Dukungan kepada Muslim Uighur Bukan Penyebab Ozil Dicoret Arsenal


MADRID – Jurnalis ternama asal Spanyol, Guillem Balague, memberikan analisisnya terkait keputusan Mikel Arteta mencoret Mesut Ozil dari skuad Arsenal di musim 2020-2021. Balague percaya bahwa dukungan Ozil kepada muslim Uighur bukan jadi alasan Arteta mendepak dari skuad asuhannya.

Sebagaimana diketahui, Ozil memang tengah menjadi topik hangat dalam beberapa hari terakhir. Apalagi kalau bukan dicoretnya nama Ozil dari skuad Arsenal di Liga Inggris dan Liga Eropa 2020-2021 yang menjadi penyebab utamanya.

Keputusan Arteta tersebut sendiri memang menimbulkan beragam pertanyaan dari banyak pihak. Beberapa spekulasi mengenai alasan utama Arteta mencoret Ozil dari skuad Arsenal di musim ini mulai bertebaran.

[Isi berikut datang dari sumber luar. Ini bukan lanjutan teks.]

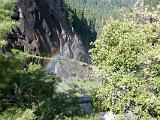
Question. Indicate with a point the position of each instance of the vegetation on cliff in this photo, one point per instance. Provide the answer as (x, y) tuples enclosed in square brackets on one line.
[(129, 51)]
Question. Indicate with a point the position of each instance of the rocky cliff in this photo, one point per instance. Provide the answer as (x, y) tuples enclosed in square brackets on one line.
[(43, 30)]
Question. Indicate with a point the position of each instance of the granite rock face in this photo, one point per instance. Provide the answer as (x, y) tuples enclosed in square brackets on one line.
[(44, 31)]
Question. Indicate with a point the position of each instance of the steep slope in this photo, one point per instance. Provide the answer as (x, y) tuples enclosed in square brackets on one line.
[(44, 31)]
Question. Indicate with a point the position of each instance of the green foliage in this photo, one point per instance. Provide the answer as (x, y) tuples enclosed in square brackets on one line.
[(18, 114), (130, 49), (121, 44), (31, 88)]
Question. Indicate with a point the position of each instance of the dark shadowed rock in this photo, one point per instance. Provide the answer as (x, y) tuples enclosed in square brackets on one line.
[(44, 31)]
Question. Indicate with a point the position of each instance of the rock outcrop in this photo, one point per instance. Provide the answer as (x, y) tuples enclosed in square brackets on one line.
[(44, 31)]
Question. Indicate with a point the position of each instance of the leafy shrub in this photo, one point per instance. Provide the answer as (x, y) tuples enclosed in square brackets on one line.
[(130, 49), (17, 114)]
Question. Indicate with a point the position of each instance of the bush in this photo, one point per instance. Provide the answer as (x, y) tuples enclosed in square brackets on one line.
[(129, 49)]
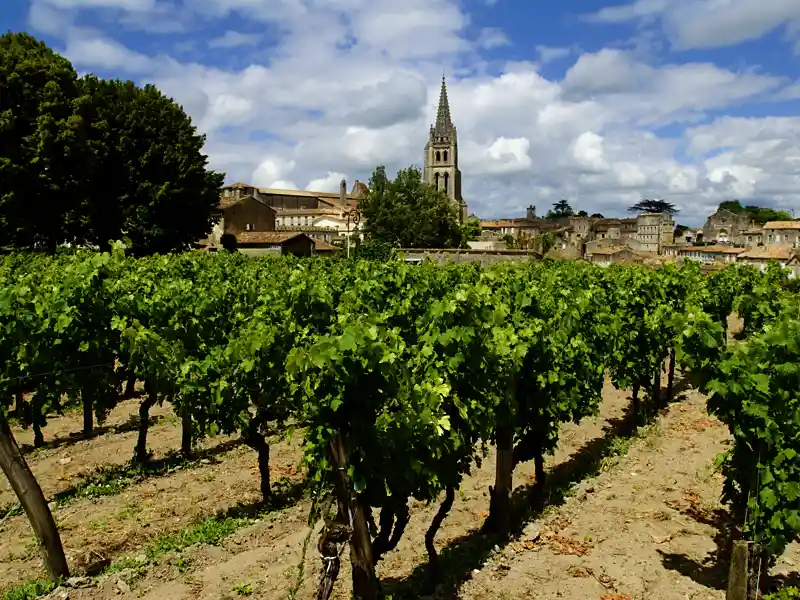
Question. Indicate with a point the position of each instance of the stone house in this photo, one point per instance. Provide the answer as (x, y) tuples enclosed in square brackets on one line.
[(322, 215), (239, 214), (654, 230), (782, 232), (612, 254), (793, 264), (753, 237), (760, 256), (727, 227), (259, 243), (718, 253)]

Salah satunya adalah Ozil dicoret oleh manajemen Arsenal sebagai pemain mereka, lantaran menyerukan dukungannya kepada muslim Uighur. Hal tersebut memang sempat membuat Arsenal rugi, lantaran kehilangan hak siarnya di China.

Akan tetapi manajemen Arsenal menegaskan bahwa sikap politik Ozil tersebut bukan alasan Arteta mencoretnya. Balague pun nampaknya menjadi sosok yang percaya bahwa dukungan Ozil kepada muslim Uighur bukan penyebab dirinya dicoret dari skuad Arsenal musim ini.

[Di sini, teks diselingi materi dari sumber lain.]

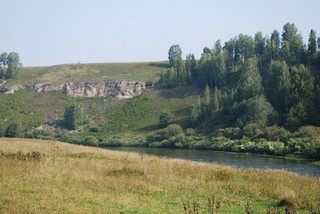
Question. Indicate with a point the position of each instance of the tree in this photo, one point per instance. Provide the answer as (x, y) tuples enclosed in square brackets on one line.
[(260, 44), (165, 118), (72, 117), (207, 100), (273, 46), (216, 99), (13, 130), (250, 81), (212, 67), (229, 53), (278, 85), (292, 45), (256, 110), (244, 47), (3, 64), (14, 64), (312, 43), (175, 56), (191, 66), (196, 110), (302, 84), (302, 113)]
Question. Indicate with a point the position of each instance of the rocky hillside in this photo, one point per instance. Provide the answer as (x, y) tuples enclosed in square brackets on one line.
[(119, 89)]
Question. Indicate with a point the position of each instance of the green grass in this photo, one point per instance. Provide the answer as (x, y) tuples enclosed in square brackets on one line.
[(144, 71), (65, 178), (128, 118)]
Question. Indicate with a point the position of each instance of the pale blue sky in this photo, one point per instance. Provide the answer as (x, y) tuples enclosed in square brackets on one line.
[(49, 32)]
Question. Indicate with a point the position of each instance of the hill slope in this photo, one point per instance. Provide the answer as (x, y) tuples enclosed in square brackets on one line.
[(49, 176), (143, 71)]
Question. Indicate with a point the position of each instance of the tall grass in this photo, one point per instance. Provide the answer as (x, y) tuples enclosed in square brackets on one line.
[(76, 179), (58, 74)]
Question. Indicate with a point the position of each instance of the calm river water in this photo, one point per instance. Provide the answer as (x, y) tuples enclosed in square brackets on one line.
[(231, 159)]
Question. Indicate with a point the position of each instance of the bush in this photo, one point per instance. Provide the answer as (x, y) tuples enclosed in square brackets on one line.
[(231, 133), (276, 133), (91, 141), (252, 130), (113, 141), (190, 132), (172, 130), (165, 118), (13, 130)]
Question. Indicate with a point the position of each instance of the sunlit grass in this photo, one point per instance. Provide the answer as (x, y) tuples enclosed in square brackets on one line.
[(68, 178), (58, 74)]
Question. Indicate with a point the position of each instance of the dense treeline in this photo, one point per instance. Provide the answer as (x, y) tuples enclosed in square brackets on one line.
[(251, 84), (9, 65)]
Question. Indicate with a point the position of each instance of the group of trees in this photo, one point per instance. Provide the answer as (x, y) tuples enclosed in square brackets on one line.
[(261, 80), (9, 65)]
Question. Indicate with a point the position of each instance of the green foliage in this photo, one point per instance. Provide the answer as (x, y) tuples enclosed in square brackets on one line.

“Saya menemukan kalau anggapan Ozil tersingkir karena dukungan politiknya itu sengaja dibuat dan menggampangkan. Dia sudah pernah bermain dan dipanggil sejak dirinya berkomentar soal China dan Muslim Uighur,” jelas Balague, seperti disadur dari BBC Sport, Sabtu (24/10/2020).

“Anda mesti melihat gambaran besarnya dalam istilah sepakbola. Mengapa dua manajer terakhir di Arsenal tampak sangat kesulitan memainkannya? Dia berbakat, itu tidak diragukan lagi, tapi bakat saja tak cukup di level elit,” lanjutnya.

“Anda harus berkomitmen, memiliki minat besar, mengikuti instruksi di lapangan, bekerja keras dalam latihan dan saat bertanding, baik dengan bola atau tanpa bola, lalu percaya kepada grup dan pemimpin. Semua itu mutlak diperlukan.”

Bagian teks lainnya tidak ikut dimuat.